Un campo presidencial con décadas de historia

Dentro de la fuertemente custodiada Joint Base Andrews en Maryland, a unos 15 kilómetros de la Casa Blanca, se encuentran los Courses at Andrews. Durante décadas, este lugar ha servido como refugio discreto para los presidentes de Estados Unidos. De acuerdo con Associated Press, la tradición comenzó en 1974, cuando Gerald Ford se convirtió en el primer mandatario en jugar allí.

Desde entonces, Ronald Reagan, George H.W. Bush, Bill Clinton, George W. Bush y Joe Biden también pasaron tiempo en el campo.
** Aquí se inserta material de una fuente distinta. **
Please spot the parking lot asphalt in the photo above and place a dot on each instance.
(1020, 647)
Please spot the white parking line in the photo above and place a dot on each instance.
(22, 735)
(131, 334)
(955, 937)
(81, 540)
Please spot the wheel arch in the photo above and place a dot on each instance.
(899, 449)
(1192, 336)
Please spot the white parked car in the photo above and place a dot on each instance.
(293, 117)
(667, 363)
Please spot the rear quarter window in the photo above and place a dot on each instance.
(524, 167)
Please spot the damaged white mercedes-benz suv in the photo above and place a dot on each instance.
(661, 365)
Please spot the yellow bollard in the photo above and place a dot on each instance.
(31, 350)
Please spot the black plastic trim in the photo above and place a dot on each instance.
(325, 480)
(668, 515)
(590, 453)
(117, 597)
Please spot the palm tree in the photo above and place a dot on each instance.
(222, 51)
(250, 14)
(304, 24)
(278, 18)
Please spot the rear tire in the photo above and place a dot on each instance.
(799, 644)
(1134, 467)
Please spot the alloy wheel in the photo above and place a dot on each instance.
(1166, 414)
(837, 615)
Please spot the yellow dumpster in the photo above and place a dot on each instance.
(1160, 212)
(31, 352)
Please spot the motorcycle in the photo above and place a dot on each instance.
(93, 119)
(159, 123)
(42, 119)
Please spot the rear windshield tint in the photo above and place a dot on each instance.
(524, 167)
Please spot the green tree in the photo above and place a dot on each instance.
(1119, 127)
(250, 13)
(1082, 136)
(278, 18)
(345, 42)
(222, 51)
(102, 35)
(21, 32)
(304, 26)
Barack Obama fue quien lo utilizó con mayor frecuencia, con cerca de 110 rondas durante sus ocho años en el cargo, según AP. La combinación de seguridad militar y privacidad ha sido uno de sus principales atractivos.

Donald Trump ha seguido un camino distinto. A lo largo de su presidencia ha preferido campos vinculados a los negocios de su familia. Associated Press reportó que Trump ha dedicado aproximadamente una cuarta parte de su segundo mandato al golf, principalmente en clubes de su propiedad en Florida, Virginia y Nueva Jersey.
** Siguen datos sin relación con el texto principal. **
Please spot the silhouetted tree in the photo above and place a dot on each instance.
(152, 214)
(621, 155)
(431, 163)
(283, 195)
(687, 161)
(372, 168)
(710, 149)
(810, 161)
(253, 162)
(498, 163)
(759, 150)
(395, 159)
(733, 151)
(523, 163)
Un rediseño con una figura legendaria

Pese a no haber jugado nunca en Andrews, Trump ha iniciado planes para renovar el complejo. Según Associated Press, el presidente solicitó la colaboración del legendario golfista Jack Nicklaus para el rediseño. Ambos recorrieron la base en helicóptero antes del Día de Acción de Gracias.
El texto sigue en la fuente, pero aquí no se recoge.